National Lampoon's Pledge This! is a 2006 American comedy film starring Paris Hilton, who also served as an executive producer. The film was released straight to video.

==Plot==
When a dorm toilet explodes on the first day back to school, a group of misfit girls are forced to leave their housing and search for a new home. They ultimately decide on pledging a sorority. However, not many sororities are normal at South Beach University. The girls decide to pledge the most popular and exclusive sorority at the university, Gamma Gamma, which is led by president Victoria English.

While pledging the sorority, Victoria sends the girls to do a task: collect used condoms. While searching the park, the leader of the group, Gloria, bumps into Victoria's boyfriend Derek, and they become close. The only reason Victoria plans to let the freshmen pledge is to display diversity, which is a requirement for the "FHM Hottest Sorority in the Country" contest. From then on, Victoria declares war on the girls during "Hell Week" but ultimately lets them join, only to kick them out once they have won the contest. This angers the leader of the misfit freshmen, Gloria. Gloria decides to quit the sorority as do her friends. Derek and Gloria realize their feelings towards each other and seal it with a kiss.

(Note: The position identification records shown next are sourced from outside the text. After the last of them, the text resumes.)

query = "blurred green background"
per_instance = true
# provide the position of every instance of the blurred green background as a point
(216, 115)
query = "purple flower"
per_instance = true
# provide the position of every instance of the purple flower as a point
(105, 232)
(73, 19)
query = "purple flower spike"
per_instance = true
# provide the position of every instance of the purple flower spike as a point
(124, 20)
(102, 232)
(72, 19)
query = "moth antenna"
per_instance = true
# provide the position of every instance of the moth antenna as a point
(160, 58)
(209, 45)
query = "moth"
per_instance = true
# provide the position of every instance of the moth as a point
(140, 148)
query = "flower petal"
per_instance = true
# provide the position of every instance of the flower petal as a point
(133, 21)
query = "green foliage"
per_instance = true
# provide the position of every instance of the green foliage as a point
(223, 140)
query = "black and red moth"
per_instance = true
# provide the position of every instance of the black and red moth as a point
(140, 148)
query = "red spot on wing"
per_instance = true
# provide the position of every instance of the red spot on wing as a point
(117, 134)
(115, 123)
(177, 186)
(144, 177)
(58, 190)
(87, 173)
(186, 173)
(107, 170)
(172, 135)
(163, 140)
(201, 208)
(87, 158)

Gloria's ex-best friend, Kristen, convinces Gloria to come back. Gloria and her friends come back but only to declare war on Victoria by sneaking into the Gamma Gamma house and stealing embarrassing photos and video footage of her to show to everyone at the Gamma Gamma victory party. The video also showed her badmouthing her sorority sisters, and her past dorky self. She also reveals to Victoria that she and Derek love each other. Victoria becomes embarrassed and eventually realizes how reinventing herself made her into a bad person, so she makes a public apology to the freshmen. The movie ends with a giant food fight at the Gamma Gamma party, and Victoria saying that she loved her cover of FHM so much she bought the magazine. Gloria becomes the president of Gamma Gamma the following year.

==Production==
Principal photography began in early 2004 in Miami, Florida, before Hilton started filming her theatrical debut House of Wax. Filming finished later that same year and a trailer was released on the film's official website. However, producers wanted Pledge This! to have an R-rating, which would allow more nudity in the film. Hilton disagreed with the proposal. More scenes with nudity were shot, thus pushing the film back to mid-2005.

Post production was finalized at World Entertainment - LA in Los Angeles by Edward Oleschak.

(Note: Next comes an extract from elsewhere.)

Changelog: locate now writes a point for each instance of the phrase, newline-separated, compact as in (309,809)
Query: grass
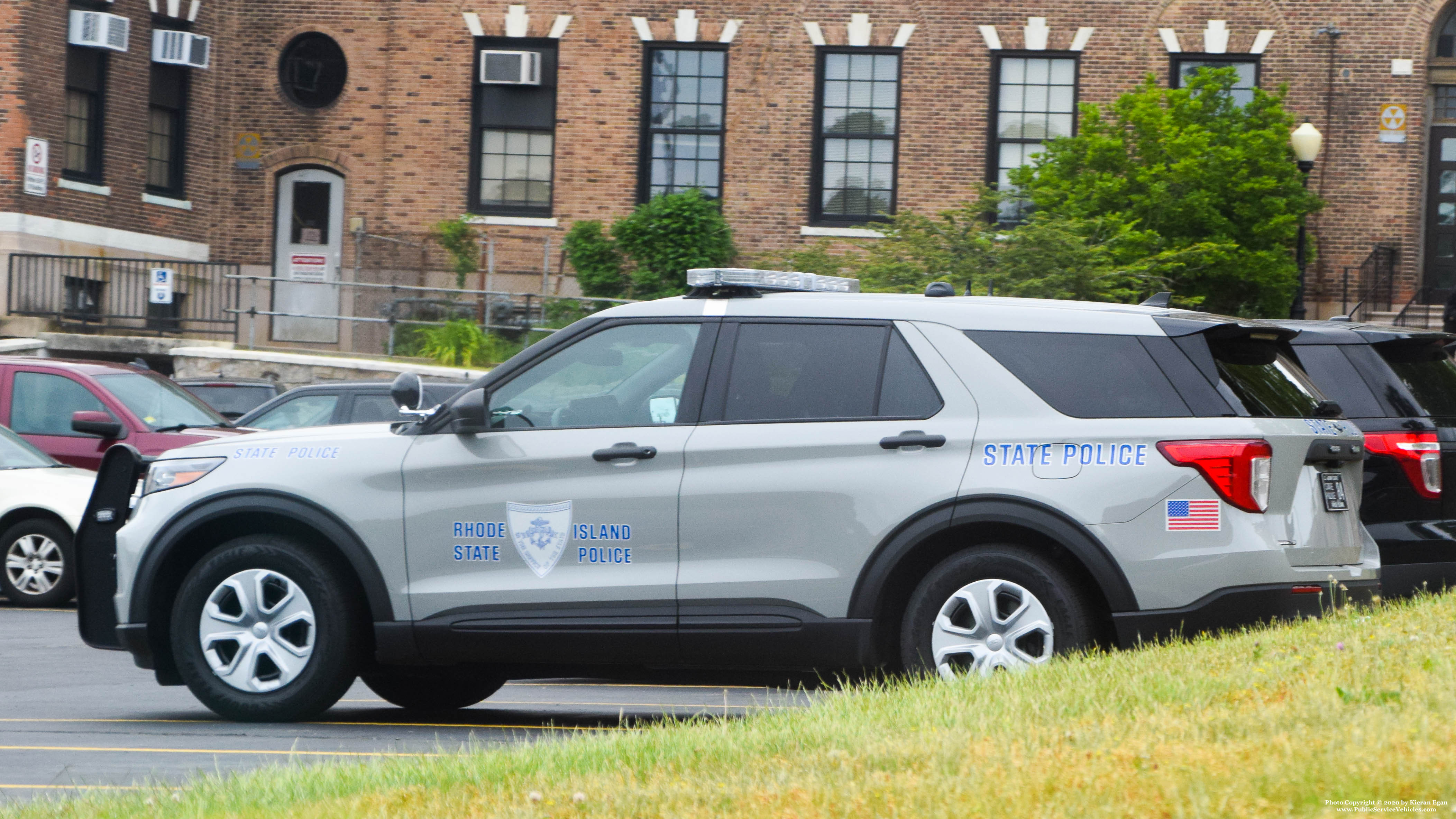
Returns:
(1270,722)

Due to the hurricanes that hit Florida in 2005, filming was delayed and then ultimately moved. This pushed the movie back to early 2006. Fans were confused that the trailer had proclaimed this film as "Paris Hilton's film debut" when she had previously appeared in 2005's House of Wax. Finally in spring of 2006, it was announced that National Lampoon's Pledge This! would be released as an unrated DVD on December 19, 2006. It was also released on a rated R edition. Hilton did not attend the film's premiere in protest of the addition of aforementioned nude scenes, saying, "I was so angry I snubbed my own premiere." In August 2008, Worldwide Entertainment Group Inc. sued Hilton in the Miami District Court, alleging she did not honor her contractual agreement to provide "reasonable promotion and publicity" for the film.

==Critical reception==
Pledge This! has a 0% approval rating on review aggregator Rotten Tomatoes based on 6 critical reviews. Heather Boerner of Common Sense Media rated it 1 star out of 5, writing that "this film treats everyone in it in a derogatory fashion." Felix Gonzales Jr. of DVDReview.com called the film "another steaming pile of excrement to be cut loose from the bowels of National Lampoon," and stated that it is "the latest example of everything that is wrong with contemporary comedy, the youth film, Hollywood commercialism, the power of celebrity, and the direct-to-DVD market." Brian Orndorf of DVD Talk called Pledge This! "a simple serving of dumb comedy, hitting up all the highlights of the American Pie brand name and other gross-out comedies (Van Wilder is also a strong influence) to construct something loose and breezy to hand some nudity on."